モーニング娘。が 15 年にも渡り,一線で活躍できた理由をテレビに求めることはできない.テレビへの過度の露出は,視聴者の飽きを生み,むしろ短命化を促進するからである.モーニング娘。に異例ともいえる長寿をもたらした最大の要因は,アイドルグループの「ブランド化」にある.

一期生、二期生、三期生とどんどんメンバーを増やし入れ替えていくことで、モーニング娘。というブランドは永遠に続くことになりました。

それまでのアイドルグループは、グループ名とメンバーはほぼ固定されていました。ミーとケイでなければピンクレディーとは呼びません。

それをモーニング娘。は覆したのです。

ネットワーク効果によりAKB時代到来

さらにもう一つモーニング娘。には革新性があります。

それはセンターを1曲毎に入れ替えるシステム確立したことです。

これについては『アイドル・エンタテインメント概説~「デジタル・ディスラプション」が迫るアイドル像~』植田康孝に記載されています。

CiNii 論文 - アイドル・エンタテインメント概説(1)〜「デジタル・ディスラプション」が迫るアイドル相転移〜
アイドル・エンタテインメント概説(1)〜「デジタル・ディスラプション」が迫るアイドル相転移〜 植田 康孝 江戸川大学紀要 = Bulletin of Edogawa University (29), 2019-03-15

エースがずっと 1 人であれば精神的に圧し潰されるが,グループが一息付いて長生きする秘訣ともなっている。そして,競争を乗り越えたメンバーは芸能界で生き抜く強い心を持つことに成功する。

さらにSNS時代となり、アイドルグループはAKB48の時代となります。

AKB時代は、デジタル世代による「ネットワーク外部性」によってアイドルグループが拡大化していきました。

ここで「ネットワーク外部性」というのは、お互いに知り合いではないファン通しが、SNSなどで情報を拡散すると、その情報を求めてまた新しいファンが集まり、これが好循環をなしてファン数がどんどん肥大していく効果です。

韓国に渡りオーディション共和国へ

そして時代はさらに進み、モーニング娘。から始まったドキュメンタリー風オーディションが韓国に渡ります。

今や韓国は「オーディション共和国」と呼ばれています。

しかも日本のオーディション番組とは異なり、みんなで試練を乗り越えていくだけではなく、ダメなメンバーは落とされるサバイバルオーディションなのです。

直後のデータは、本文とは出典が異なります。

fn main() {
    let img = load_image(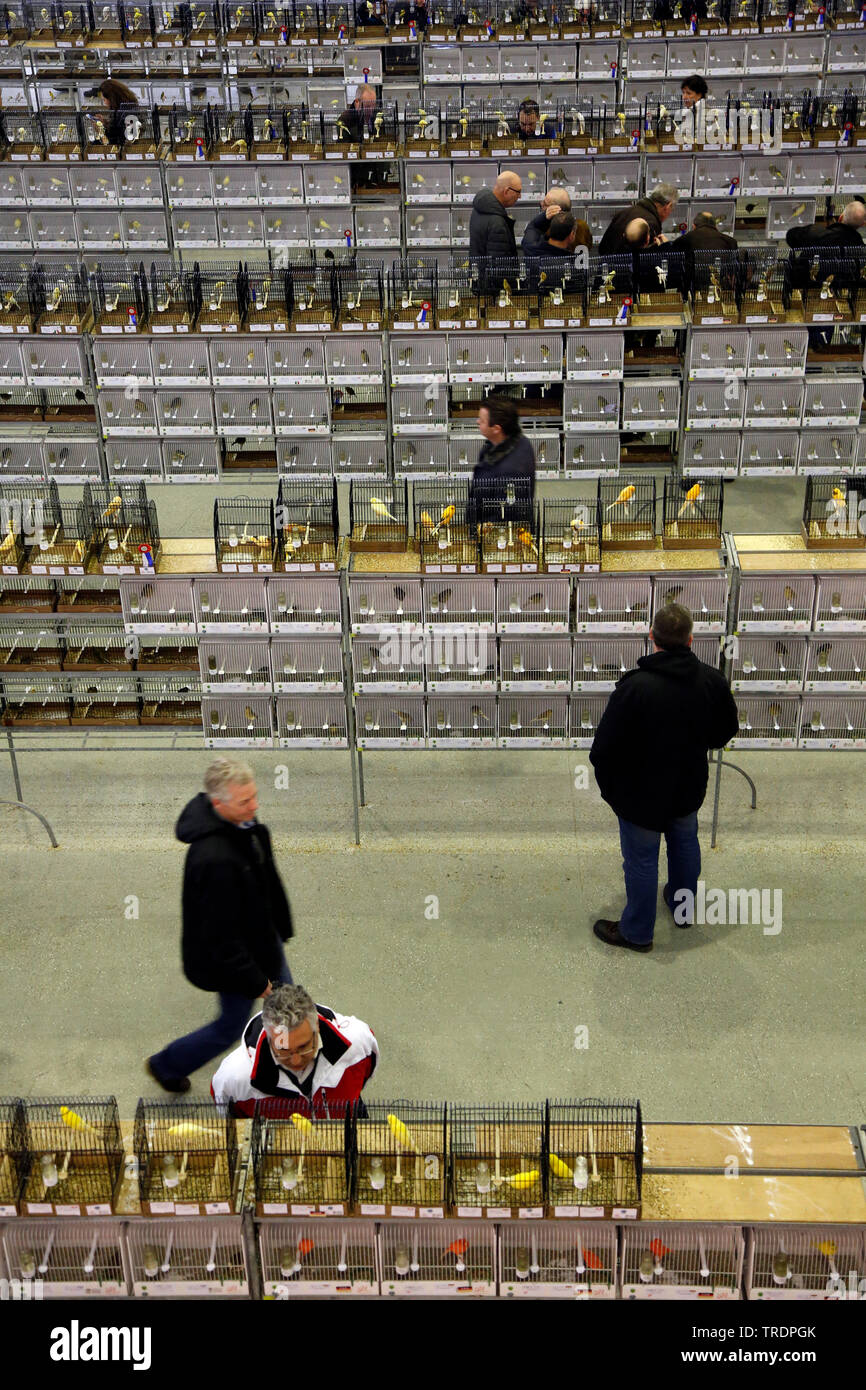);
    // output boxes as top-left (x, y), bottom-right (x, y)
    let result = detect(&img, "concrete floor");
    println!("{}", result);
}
top-left (0, 739), bottom-right (866, 1123)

このことは『K-POP 新感覚のメディア』金成玟に詳しいです。

K-POPはデビュー前に練習生としてレッスンを受けるのも特徴です。

練習生としての期間は平均5年、練習生一人にかける費用はおよそ2000万円といわれています。

この辺は『KARA、少女時代に見る「韓国の強さ」』朴 チョン玄に詳しく書かれています。

この費用は事務所が負担しますから、デビューさせて投資を回収しなければなりません。

アイドルは投資商品なのです。

次回は、K-POPの強さについて触れたいと思います。